Son frases lindas que no cambian nada. Se quedan en el diagnóstico y la mayoría de quienes las repiten no tienen a sus hijos en escuelas oficiales. ¡Es cómodo pontificar desde el privilegio de tener a tu hijo en un colegio particular!

Por eso yo desconfío de quienes usan palabras grandilocuentes solo para taquillar. Prefiero reflexionar sobre una pregunta básica: ¿para qué estudiamos?

Debe ser para mucho más que saber leyes si eres abogado, o dominar fórmulas si eres ingeniero. Eso es clave, pero no suficiente, porque también necesitamos aprender a analizar , a cuestionar, a tener empatía y trabajar en equipo.

Para personas como yo, la educación técnica de ciclo corto es una opción que nos cambiara el destino.

El ITSE es una de esas opciones y la tenemos que aprovechar. Con sus programas de formación de dos años adquirimos con rapidez y calidad habilidades útiles y alineadas con las necesidades de los empleadores.

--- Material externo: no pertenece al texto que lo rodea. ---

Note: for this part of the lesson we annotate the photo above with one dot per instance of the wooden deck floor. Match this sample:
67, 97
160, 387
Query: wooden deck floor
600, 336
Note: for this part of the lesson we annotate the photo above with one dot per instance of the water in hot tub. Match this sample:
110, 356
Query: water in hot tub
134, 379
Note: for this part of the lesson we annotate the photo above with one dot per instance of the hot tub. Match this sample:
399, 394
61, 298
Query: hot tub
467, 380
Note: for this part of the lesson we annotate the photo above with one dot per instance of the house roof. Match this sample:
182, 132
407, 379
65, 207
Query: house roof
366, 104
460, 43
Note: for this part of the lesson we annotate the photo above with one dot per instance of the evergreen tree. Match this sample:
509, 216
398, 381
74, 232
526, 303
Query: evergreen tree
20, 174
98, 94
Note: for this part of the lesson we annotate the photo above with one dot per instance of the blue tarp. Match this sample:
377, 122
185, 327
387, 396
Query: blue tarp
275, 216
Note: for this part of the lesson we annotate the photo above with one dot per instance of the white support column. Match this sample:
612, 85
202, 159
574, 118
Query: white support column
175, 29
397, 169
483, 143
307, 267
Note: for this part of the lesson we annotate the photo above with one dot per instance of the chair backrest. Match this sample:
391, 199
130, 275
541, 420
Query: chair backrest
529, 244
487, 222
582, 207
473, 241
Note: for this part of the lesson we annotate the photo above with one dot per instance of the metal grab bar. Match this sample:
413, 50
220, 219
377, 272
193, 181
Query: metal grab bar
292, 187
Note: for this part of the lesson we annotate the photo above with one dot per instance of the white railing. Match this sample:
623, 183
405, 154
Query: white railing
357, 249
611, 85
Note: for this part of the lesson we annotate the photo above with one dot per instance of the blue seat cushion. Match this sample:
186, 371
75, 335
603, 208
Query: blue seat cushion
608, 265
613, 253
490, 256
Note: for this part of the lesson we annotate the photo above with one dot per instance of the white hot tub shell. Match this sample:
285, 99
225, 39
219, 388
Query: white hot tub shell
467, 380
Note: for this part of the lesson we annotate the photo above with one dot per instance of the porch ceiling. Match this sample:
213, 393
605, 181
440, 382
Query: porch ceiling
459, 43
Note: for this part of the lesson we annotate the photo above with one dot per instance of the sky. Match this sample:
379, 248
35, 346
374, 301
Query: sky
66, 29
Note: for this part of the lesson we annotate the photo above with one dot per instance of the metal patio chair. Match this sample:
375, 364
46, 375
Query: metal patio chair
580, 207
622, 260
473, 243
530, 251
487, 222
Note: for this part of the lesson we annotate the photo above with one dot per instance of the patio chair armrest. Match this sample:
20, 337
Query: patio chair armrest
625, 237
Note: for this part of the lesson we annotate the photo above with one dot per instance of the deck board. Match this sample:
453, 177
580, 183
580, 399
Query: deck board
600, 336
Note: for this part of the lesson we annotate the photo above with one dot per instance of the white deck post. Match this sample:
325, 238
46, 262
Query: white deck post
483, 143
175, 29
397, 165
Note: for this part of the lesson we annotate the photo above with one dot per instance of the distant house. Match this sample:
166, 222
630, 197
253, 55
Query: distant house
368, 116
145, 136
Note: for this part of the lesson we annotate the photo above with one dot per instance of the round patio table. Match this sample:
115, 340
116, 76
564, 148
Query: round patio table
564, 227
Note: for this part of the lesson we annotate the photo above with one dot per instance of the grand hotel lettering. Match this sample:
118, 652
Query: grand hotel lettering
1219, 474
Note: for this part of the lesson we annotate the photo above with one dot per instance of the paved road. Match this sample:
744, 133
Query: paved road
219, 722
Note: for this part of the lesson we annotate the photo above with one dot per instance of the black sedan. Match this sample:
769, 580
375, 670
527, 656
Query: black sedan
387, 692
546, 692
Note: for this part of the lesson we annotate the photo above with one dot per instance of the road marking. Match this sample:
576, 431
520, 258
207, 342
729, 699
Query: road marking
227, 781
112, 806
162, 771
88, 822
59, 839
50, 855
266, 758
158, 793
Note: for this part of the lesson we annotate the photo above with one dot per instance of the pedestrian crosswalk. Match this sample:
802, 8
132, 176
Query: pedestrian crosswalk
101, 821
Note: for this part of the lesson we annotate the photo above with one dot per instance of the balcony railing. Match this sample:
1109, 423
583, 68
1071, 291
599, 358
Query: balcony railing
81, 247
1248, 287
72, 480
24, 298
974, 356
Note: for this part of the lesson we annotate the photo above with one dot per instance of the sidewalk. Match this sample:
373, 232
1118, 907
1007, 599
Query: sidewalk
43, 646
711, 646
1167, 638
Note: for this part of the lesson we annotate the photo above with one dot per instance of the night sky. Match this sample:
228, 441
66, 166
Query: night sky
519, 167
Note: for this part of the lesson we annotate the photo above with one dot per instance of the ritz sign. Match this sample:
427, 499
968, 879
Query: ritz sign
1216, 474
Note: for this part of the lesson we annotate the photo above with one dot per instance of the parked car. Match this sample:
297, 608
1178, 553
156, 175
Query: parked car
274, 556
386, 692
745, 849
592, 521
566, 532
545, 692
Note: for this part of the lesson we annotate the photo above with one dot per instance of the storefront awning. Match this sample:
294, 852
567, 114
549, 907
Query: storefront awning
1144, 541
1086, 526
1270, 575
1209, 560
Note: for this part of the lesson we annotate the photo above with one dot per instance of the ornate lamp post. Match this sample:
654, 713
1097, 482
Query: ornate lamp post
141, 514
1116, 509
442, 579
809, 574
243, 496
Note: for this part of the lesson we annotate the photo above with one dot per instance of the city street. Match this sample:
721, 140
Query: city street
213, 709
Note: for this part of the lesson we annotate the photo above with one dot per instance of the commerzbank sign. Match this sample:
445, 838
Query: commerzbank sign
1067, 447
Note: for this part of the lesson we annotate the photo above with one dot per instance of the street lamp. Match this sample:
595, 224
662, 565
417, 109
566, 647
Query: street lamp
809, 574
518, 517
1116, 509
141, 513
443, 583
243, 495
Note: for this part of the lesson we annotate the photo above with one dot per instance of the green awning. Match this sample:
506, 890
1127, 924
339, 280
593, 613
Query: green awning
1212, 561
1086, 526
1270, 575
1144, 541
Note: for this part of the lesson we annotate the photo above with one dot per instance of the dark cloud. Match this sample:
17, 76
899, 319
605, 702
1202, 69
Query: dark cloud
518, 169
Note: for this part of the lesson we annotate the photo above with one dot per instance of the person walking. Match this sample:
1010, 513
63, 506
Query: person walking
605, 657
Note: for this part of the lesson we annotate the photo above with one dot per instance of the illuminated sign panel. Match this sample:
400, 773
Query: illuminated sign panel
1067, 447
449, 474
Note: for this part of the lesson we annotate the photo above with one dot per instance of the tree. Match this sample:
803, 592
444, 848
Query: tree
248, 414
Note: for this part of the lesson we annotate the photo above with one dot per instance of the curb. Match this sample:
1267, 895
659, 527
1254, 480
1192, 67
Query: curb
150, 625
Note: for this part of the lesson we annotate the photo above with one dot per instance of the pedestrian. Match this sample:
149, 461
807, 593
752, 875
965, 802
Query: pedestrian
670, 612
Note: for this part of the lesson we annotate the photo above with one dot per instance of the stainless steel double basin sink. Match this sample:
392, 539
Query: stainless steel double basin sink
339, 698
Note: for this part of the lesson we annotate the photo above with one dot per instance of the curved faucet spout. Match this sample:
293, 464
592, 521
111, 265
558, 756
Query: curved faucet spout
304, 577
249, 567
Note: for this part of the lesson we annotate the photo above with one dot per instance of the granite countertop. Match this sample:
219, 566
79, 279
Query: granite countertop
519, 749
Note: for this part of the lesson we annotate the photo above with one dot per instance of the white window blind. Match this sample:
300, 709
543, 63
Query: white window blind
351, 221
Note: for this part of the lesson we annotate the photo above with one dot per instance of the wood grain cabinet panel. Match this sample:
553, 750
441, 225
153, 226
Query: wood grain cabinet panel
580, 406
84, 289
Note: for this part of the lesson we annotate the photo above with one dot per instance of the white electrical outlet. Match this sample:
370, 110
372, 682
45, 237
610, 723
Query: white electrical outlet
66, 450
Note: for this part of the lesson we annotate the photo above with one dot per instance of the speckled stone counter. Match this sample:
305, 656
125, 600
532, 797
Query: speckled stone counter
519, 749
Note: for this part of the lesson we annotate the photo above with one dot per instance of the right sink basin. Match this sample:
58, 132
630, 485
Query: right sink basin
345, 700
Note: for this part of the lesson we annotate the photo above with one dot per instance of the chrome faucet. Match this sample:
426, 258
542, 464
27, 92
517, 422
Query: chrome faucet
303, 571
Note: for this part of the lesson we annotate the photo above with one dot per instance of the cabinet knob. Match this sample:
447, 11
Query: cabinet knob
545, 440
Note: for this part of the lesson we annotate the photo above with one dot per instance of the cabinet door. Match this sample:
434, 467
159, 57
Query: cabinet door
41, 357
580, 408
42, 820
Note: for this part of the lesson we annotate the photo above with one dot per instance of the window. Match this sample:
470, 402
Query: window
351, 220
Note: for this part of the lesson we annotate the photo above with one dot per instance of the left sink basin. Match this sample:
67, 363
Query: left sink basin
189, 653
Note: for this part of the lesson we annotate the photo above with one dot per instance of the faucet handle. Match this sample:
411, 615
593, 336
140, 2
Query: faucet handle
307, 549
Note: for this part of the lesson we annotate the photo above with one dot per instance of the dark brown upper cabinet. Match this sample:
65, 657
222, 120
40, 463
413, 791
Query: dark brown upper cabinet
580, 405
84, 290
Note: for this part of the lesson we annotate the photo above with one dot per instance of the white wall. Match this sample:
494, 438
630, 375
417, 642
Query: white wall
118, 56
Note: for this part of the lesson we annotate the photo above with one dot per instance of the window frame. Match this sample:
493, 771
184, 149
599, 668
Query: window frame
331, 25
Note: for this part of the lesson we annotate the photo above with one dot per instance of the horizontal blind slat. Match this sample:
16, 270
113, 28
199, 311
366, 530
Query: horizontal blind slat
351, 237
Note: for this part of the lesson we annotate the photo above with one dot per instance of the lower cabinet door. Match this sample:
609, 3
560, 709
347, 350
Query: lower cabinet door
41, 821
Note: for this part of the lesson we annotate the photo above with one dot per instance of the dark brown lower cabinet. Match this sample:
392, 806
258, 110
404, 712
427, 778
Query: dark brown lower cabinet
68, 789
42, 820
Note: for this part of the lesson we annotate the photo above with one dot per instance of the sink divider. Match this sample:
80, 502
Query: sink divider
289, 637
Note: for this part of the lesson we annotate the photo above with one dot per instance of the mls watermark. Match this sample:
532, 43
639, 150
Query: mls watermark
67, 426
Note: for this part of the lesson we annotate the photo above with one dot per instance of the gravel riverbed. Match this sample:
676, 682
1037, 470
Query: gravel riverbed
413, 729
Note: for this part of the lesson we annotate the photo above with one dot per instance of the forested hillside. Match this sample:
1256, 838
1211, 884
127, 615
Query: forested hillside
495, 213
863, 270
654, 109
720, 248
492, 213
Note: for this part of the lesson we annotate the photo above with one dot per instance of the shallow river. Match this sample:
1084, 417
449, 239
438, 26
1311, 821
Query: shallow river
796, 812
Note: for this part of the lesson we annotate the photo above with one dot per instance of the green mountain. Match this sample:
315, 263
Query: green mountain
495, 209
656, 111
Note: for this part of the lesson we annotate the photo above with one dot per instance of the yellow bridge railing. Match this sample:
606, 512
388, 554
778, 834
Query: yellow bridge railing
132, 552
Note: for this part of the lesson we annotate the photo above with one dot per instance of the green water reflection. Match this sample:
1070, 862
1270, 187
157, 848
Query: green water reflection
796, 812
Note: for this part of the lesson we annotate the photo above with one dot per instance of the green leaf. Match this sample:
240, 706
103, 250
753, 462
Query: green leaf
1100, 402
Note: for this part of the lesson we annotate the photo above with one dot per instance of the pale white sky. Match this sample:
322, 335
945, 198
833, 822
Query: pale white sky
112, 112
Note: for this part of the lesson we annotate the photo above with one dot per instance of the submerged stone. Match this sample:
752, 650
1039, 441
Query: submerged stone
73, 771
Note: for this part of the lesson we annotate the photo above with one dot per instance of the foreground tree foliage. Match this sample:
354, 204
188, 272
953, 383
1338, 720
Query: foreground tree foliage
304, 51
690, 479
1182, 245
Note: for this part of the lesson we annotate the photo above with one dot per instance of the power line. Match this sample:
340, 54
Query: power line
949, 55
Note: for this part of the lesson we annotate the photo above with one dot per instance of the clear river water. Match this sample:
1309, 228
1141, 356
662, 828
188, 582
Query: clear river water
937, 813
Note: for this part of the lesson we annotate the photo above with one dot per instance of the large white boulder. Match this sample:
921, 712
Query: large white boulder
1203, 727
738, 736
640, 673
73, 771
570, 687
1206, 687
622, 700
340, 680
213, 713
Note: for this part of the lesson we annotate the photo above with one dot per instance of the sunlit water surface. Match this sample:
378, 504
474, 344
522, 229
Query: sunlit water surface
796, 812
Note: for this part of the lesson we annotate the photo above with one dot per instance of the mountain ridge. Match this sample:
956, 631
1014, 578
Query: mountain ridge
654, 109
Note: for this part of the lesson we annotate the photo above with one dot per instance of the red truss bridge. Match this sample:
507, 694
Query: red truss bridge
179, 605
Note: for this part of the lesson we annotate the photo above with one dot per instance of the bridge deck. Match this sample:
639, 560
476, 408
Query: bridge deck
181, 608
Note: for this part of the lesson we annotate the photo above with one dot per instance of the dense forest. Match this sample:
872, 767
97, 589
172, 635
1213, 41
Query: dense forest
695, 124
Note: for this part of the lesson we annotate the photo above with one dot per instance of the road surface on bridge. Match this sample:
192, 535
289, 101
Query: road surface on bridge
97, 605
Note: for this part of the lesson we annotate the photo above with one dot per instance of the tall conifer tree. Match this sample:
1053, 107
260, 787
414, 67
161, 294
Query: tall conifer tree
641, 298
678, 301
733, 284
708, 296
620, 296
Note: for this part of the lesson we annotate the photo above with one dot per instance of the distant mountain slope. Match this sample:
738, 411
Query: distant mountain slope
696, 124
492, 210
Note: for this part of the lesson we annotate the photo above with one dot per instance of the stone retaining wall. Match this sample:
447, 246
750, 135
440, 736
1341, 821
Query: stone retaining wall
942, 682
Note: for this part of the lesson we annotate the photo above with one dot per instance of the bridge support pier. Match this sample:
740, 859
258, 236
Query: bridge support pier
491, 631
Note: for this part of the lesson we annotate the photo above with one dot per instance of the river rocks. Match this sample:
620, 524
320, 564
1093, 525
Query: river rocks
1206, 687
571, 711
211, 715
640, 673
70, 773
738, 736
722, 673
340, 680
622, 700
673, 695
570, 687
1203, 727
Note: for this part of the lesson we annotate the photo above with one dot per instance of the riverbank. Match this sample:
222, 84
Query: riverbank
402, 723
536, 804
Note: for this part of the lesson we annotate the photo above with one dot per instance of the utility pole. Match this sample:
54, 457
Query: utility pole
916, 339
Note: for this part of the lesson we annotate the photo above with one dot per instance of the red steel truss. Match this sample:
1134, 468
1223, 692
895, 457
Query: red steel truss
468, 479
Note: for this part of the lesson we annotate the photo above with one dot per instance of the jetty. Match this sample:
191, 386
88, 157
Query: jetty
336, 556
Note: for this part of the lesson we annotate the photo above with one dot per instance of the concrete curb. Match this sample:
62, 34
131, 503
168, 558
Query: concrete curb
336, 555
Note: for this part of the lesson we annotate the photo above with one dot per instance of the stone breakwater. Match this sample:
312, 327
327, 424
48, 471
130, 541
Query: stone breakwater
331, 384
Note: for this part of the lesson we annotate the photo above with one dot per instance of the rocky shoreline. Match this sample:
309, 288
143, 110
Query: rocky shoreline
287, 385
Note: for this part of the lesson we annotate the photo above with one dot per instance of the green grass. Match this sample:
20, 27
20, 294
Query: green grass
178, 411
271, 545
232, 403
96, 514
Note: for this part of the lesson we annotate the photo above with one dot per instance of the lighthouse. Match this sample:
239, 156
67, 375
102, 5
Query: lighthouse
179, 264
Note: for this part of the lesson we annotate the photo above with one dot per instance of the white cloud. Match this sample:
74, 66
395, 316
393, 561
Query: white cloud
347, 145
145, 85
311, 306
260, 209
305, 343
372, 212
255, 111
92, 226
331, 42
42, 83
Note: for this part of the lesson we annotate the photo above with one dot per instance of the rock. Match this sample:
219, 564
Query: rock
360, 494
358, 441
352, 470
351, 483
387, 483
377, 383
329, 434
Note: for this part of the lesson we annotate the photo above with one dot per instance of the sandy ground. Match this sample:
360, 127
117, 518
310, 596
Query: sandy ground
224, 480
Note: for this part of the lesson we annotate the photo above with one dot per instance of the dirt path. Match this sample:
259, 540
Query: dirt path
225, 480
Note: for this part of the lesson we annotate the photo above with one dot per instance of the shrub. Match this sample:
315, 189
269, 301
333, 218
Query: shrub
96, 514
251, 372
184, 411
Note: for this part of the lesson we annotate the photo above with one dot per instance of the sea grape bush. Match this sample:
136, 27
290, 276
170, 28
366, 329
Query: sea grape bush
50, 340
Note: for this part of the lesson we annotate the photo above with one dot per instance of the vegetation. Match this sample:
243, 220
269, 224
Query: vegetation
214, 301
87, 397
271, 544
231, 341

Cada día que pasa, nuestros jóvenes de recursos económicos escasos son menos competitivos frente a egresados de colegios privados, muchísimo mejor preparados.

Incluso en la reciente era de la inteligencia artificial, el ser humano sigue siendo el pivote de la productividad.

¿Cuánto nos cuesta, como país, preparar a ese ser humano? En el sector oficial, el gasto por estudiante varía según el nivel: $1.300 anuales en preescolar y primaria, $1.900 en premedia y media. Es una inversión que no está dando buenos resultados.

Hoy, de cada cinco empleos que genera la economía, tres son informales y dos son funcionarios públicos.

El costo de no educar bien es mayor que las cifras que mencioné. Lo pagamos todos, con un país que se queda atrás, porque sin recurso humano de calidad no recibiremos la inversión necesaria para crear empleos, los empleos formales que necesitamos.